Hari 5: Dukung Jadwal Mereka—Pahami dan dukung komitmen pasanganmu sambil mendorong untuk menemukan keseimbangan antara pekerjaan, istirahat, dan sebagainya.

Hari 6: Tunjukkan Penghargaan—Akui usaha yang dilakukan pasanganmu, hal ini dapat mendorong interaksi lebih banyak.

Hari 7: Jelajahi Aktivitas Bersama—Temukan minat atau hobi yang sama yang kalian nikmati dan jadwalkan waktu untuk melakukannya bersama.

Kabir menerapkan saran-saran ini selama tujuh hari ke depan. Hari pertama, dia menyatakan keinginan untuk lebih banyak waktu berkualitas. Sambil menghormati komitmennya, mereka mendiskusikan menemukan keseimbangan, menyelaraskan manajemen waktu secara efektif untuk pekerjaan dan kehidupan pribadi keduanya.

Hari berikutnya, Kabir berlatih mendengarkan aktif, mencari pemahaman yang lebih dalam tentang perspektifnya. Namun, dia merasakan respons defensif daripada penjelasan yang mendalam.

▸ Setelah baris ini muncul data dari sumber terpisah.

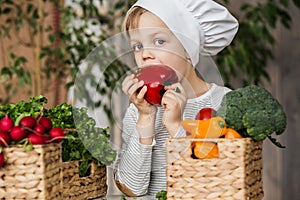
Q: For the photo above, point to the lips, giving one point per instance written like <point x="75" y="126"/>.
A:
<point x="156" y="77"/>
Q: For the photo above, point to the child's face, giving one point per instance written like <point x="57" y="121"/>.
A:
<point x="154" y="43"/>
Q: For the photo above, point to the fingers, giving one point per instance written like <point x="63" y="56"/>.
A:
<point x="131" y="84"/>
<point x="175" y="95"/>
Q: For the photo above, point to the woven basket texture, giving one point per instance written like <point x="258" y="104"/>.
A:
<point x="235" y="175"/>
<point x="89" y="187"/>
<point x="31" y="175"/>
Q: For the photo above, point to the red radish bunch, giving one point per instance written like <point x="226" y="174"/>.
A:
<point x="28" y="130"/>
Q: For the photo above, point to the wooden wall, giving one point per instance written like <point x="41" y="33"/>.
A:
<point x="288" y="91"/>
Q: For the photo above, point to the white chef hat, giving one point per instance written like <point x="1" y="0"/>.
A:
<point x="202" y="26"/>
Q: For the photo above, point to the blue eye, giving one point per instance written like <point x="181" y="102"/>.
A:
<point x="159" y="42"/>
<point x="137" y="47"/>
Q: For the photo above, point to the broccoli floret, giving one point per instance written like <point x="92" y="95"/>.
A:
<point x="253" y="111"/>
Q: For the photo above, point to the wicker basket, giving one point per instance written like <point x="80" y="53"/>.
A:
<point x="40" y="174"/>
<point x="236" y="174"/>
<point x="89" y="187"/>
<point x="31" y="175"/>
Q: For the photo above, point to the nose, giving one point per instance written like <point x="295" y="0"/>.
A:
<point x="147" y="54"/>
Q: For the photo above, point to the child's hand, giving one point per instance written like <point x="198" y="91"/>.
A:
<point x="174" y="102"/>
<point x="135" y="90"/>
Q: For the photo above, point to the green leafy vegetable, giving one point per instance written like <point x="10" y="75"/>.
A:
<point x="84" y="141"/>
<point x="253" y="112"/>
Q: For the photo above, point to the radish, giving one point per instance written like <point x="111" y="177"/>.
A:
<point x="1" y="160"/>
<point x="36" y="139"/>
<point x="6" y="124"/>
<point x="57" y="134"/>
<point x="39" y="129"/>
<point x="4" y="138"/>
<point x="28" y="122"/>
<point x="17" y="133"/>
<point x="46" y="123"/>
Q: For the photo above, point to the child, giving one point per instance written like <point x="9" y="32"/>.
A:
<point x="173" y="33"/>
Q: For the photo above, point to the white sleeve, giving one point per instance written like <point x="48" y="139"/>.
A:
<point x="133" y="166"/>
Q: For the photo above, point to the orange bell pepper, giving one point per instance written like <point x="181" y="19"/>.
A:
<point x="205" y="150"/>
<point x="214" y="127"/>
<point x="231" y="133"/>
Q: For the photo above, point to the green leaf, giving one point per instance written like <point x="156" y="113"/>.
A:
<point x="297" y="3"/>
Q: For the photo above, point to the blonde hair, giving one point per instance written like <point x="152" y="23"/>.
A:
<point x="132" y="18"/>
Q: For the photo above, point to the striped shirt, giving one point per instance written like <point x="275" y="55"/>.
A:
<point x="142" y="168"/>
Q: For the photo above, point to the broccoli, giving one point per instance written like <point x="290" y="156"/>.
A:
<point x="253" y="112"/>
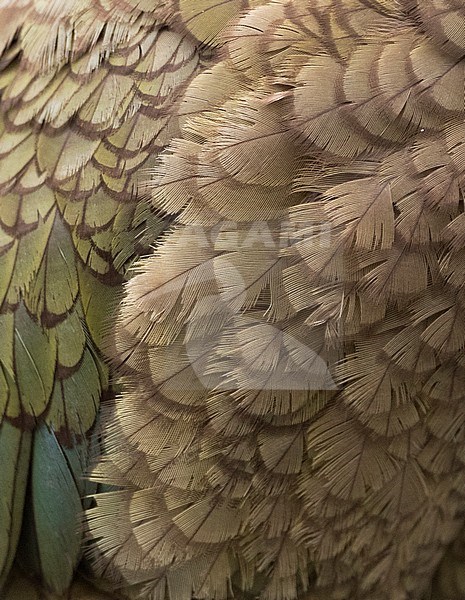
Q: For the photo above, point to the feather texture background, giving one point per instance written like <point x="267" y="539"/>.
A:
<point x="291" y="355"/>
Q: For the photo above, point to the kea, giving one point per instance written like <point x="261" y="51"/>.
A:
<point x="232" y="299"/>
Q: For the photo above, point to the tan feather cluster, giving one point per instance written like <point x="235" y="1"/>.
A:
<point x="293" y="353"/>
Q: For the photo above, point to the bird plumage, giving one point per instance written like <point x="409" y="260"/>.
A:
<point x="291" y="355"/>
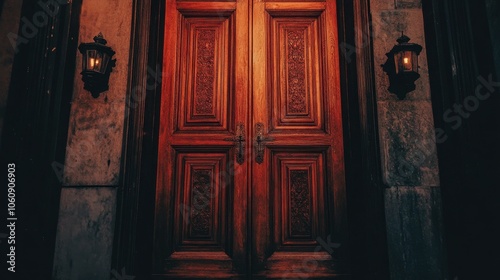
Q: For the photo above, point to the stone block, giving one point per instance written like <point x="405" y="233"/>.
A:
<point x="407" y="143"/>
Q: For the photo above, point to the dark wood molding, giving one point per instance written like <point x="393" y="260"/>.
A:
<point x="135" y="196"/>
<point x="460" y="50"/>
<point x="365" y="193"/>
<point x="35" y="132"/>
<point x="364" y="184"/>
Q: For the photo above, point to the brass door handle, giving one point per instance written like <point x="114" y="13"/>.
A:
<point x="260" y="142"/>
<point x="239" y="142"/>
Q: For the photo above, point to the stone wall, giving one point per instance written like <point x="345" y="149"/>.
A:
<point x="408" y="151"/>
<point x="93" y="152"/>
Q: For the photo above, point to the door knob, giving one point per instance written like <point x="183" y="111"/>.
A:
<point x="260" y="142"/>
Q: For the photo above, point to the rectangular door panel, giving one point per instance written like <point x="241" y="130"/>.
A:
<point x="199" y="214"/>
<point x="205" y="72"/>
<point x="296" y="72"/>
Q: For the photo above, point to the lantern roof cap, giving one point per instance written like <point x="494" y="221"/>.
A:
<point x="99" y="39"/>
<point x="403" y="39"/>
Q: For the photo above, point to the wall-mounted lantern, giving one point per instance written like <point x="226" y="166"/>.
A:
<point x="402" y="66"/>
<point x="97" y="64"/>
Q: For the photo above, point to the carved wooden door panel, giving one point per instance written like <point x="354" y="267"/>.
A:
<point x="298" y="215"/>
<point x="250" y="177"/>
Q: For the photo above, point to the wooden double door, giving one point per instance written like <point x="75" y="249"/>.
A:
<point x="250" y="180"/>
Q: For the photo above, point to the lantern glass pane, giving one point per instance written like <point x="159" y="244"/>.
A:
<point x="415" y="62"/>
<point x="98" y="62"/>
<point x="104" y="64"/>
<point x="91" y="60"/>
<point x="404" y="61"/>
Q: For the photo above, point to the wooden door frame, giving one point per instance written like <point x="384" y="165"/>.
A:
<point x="135" y="207"/>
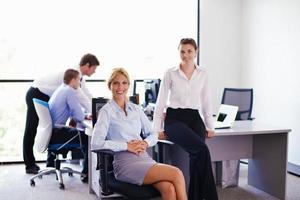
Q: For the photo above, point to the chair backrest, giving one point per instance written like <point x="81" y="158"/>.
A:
<point x="241" y="97"/>
<point x="97" y="104"/>
<point x="44" y="130"/>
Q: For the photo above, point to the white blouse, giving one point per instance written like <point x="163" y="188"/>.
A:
<point x="177" y="91"/>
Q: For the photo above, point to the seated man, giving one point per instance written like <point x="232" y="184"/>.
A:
<point x="64" y="104"/>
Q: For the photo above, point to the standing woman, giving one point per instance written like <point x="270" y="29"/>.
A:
<point x="118" y="128"/>
<point x="188" y="118"/>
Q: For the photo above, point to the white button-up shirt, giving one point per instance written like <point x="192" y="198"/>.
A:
<point x="48" y="83"/>
<point x="177" y="91"/>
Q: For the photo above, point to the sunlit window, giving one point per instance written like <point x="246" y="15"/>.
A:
<point x="38" y="37"/>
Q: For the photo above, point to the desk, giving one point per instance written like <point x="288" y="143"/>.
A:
<point x="265" y="147"/>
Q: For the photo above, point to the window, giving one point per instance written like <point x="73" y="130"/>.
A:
<point x="38" y="37"/>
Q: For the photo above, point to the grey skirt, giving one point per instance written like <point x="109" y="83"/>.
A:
<point x="132" y="168"/>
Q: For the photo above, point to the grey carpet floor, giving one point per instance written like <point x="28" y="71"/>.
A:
<point x="14" y="185"/>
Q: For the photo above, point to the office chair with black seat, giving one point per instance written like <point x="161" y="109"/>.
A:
<point x="44" y="141"/>
<point x="241" y="97"/>
<point x="227" y="172"/>
<point x="109" y="184"/>
<point x="151" y="90"/>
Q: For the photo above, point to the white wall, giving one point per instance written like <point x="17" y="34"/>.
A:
<point x="270" y="60"/>
<point x="220" y="46"/>
<point x="256" y="43"/>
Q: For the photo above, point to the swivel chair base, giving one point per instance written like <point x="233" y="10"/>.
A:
<point x="57" y="171"/>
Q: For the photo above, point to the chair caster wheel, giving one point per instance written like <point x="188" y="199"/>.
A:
<point x="61" y="186"/>
<point x="32" y="183"/>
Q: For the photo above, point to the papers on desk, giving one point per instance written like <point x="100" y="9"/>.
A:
<point x="86" y="126"/>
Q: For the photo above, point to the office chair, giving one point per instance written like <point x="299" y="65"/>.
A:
<point x="109" y="184"/>
<point x="243" y="98"/>
<point x="227" y="172"/>
<point x="151" y="90"/>
<point x="42" y="143"/>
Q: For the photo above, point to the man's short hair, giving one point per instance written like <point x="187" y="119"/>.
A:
<point x="69" y="75"/>
<point x="89" y="59"/>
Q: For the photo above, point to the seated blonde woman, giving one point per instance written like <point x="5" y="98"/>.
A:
<point x="118" y="128"/>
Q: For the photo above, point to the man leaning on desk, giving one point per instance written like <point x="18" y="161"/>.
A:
<point x="42" y="89"/>
<point x="65" y="104"/>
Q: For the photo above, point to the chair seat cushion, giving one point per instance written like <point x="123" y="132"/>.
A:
<point x="131" y="190"/>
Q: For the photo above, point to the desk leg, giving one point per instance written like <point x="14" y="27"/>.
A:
<point x="267" y="169"/>
<point x="90" y="166"/>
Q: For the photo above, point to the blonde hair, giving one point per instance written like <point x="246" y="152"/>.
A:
<point x="116" y="72"/>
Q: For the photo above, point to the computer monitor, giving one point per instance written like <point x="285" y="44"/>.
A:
<point x="147" y="89"/>
<point x="151" y="90"/>
<point x="97" y="104"/>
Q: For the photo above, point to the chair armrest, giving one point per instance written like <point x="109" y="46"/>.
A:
<point x="103" y="151"/>
<point x="167" y="142"/>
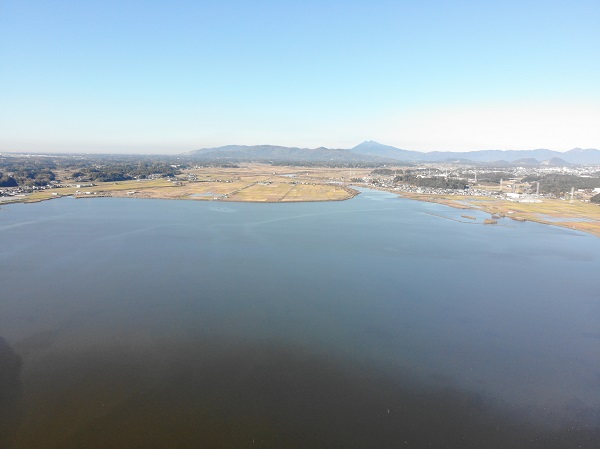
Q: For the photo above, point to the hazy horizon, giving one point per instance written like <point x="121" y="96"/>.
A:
<point x="165" y="78"/>
<point x="178" y="153"/>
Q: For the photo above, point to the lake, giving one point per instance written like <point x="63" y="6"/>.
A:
<point x="376" y="322"/>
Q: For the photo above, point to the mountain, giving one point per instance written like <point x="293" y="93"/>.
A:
<point x="374" y="152"/>
<point x="372" y="148"/>
<point x="581" y="156"/>
<point x="282" y="154"/>
<point x="555" y="162"/>
<point x="527" y="161"/>
<point x="575" y="156"/>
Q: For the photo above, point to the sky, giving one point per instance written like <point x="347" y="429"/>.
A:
<point x="173" y="76"/>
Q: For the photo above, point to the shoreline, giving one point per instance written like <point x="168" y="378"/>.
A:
<point x="496" y="208"/>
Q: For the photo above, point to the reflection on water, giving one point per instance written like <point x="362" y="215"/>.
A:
<point x="10" y="393"/>
<point x="214" y="394"/>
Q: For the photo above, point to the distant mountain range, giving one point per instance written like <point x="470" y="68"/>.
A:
<point x="370" y="151"/>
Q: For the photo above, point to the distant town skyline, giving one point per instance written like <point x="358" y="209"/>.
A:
<point x="158" y="77"/>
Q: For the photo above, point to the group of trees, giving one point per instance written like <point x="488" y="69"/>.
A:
<point x="7" y="181"/>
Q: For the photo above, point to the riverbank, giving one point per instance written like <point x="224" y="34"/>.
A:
<point x="577" y="215"/>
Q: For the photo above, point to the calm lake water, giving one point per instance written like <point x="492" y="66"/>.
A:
<point x="376" y="322"/>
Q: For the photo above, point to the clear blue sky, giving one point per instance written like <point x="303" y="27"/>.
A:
<point x="173" y="76"/>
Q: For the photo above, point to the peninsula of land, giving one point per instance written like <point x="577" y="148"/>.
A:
<point x="566" y="195"/>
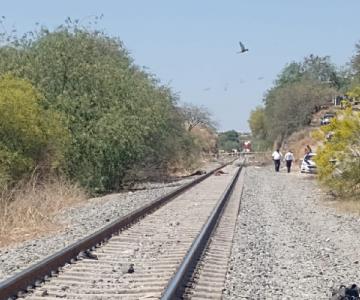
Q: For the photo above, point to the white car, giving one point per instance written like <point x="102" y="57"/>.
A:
<point x="308" y="164"/>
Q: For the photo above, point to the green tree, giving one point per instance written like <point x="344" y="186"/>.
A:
<point x="229" y="140"/>
<point x="290" y="107"/>
<point x="118" y="114"/>
<point x="31" y="137"/>
<point x="338" y="159"/>
<point x="257" y="123"/>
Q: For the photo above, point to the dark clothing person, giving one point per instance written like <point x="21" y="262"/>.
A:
<point x="277" y="165"/>
<point x="277" y="158"/>
<point x="288" y="165"/>
<point x="289" y="157"/>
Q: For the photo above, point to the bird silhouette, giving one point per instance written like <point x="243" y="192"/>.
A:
<point x="242" y="48"/>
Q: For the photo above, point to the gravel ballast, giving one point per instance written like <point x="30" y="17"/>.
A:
<point x="288" y="243"/>
<point x="82" y="220"/>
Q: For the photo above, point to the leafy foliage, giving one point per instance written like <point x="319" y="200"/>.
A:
<point x="197" y="116"/>
<point x="118" y="114"/>
<point x="229" y="140"/>
<point x="31" y="136"/>
<point x="290" y="107"/>
<point x="339" y="159"/>
<point x="257" y="122"/>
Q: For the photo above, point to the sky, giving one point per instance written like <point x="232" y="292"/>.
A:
<point x="191" y="45"/>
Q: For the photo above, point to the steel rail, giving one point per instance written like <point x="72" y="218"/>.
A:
<point x="177" y="284"/>
<point x="28" y="278"/>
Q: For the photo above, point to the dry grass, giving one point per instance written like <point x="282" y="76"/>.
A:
<point x="28" y="210"/>
<point x="298" y="141"/>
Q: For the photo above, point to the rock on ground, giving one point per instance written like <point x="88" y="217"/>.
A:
<point x="288" y="243"/>
<point x="82" y="220"/>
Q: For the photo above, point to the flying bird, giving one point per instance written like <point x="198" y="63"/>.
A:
<point x="242" y="48"/>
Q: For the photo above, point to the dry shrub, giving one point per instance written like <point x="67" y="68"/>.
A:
<point x="298" y="141"/>
<point x="28" y="209"/>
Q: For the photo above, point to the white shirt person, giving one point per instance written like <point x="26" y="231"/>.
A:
<point x="289" y="157"/>
<point x="277" y="158"/>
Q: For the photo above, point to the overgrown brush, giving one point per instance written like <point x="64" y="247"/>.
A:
<point x="29" y="208"/>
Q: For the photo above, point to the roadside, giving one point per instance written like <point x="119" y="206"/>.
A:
<point x="289" y="244"/>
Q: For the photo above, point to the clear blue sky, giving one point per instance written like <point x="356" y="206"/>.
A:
<point x="192" y="44"/>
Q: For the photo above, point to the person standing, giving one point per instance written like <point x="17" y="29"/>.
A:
<point x="289" y="157"/>
<point x="277" y="158"/>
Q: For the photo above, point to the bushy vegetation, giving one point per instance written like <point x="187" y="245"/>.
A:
<point x="31" y="136"/>
<point x="339" y="158"/>
<point x="300" y="90"/>
<point x="85" y="109"/>
<point x="229" y="140"/>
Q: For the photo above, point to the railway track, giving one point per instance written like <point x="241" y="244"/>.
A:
<point x="149" y="256"/>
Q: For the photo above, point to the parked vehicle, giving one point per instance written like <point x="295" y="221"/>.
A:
<point x="326" y="118"/>
<point x="308" y="164"/>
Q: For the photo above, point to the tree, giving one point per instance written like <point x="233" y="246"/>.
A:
<point x="290" y="107"/>
<point x="229" y="140"/>
<point x="257" y="122"/>
<point x="338" y="159"/>
<point x="312" y="68"/>
<point x="196" y="115"/>
<point x="118" y="114"/>
<point x="32" y="138"/>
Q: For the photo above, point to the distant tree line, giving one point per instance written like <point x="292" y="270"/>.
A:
<point x="299" y="91"/>
<point x="73" y="102"/>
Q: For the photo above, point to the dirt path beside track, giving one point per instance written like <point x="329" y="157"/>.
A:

Pada hari ketiga, dia melihat perbaikan yang halus ketika dia mengurangi kontaknya dengan teman-teman. Kabir melihatnya sebagai langkah positif, menghargai upaya yang didedikasikan padanya untuk maju.

Pada hari keempat, dia kembali menyampaikan kekhawatirannya kepada Myra, menghabiskan lebih banyak waktu berkualitas dan mengevaluasi jadwal mereka. Meskipun demikian, dia merasa bahwa diskusi yang berkelanjutan tidak banyak menyelesaikan masalah.

Pada hari kelima, Kabir merasa solusi yang diusulkan tak masuk akal. Selalu mendukung jadwalnya, dia bingung tentang bagaimana hal ini akan berkontribusi untuk menyelesaikan situasi.

Dua hari terakhir, saat Kabir mengungkapkan "ChatGPT bukan ide terbaik! Saya mencoba segalanya tetapi ini jelas tidak berhasil."

Saat pencarian saya untuk menemukan apakah AI bisa menyelamatkan kedua hubungan ini berakhir, keputusannya adalah: AI, sejatinya tak relevan untuk menyelamatkan hubunganmu (setidaknya tidak saat ini). Meskipun perdebatan tentang AI menggantikan manusia terus berlanjut, faktanya tetap—tidak peduli seberapa pintar bot ini, mereka tidak akan pernah bisa menggantikan manusia dengan emosi.

 

(*narasumber menggunakan nama samaran)

 

(Artikel ini disadur dari cosmopolitan.in / Perubahan bahasa telah dilakukan oleh penulis, Nadhifa Arundati / Image: Pexels by Timur Weber)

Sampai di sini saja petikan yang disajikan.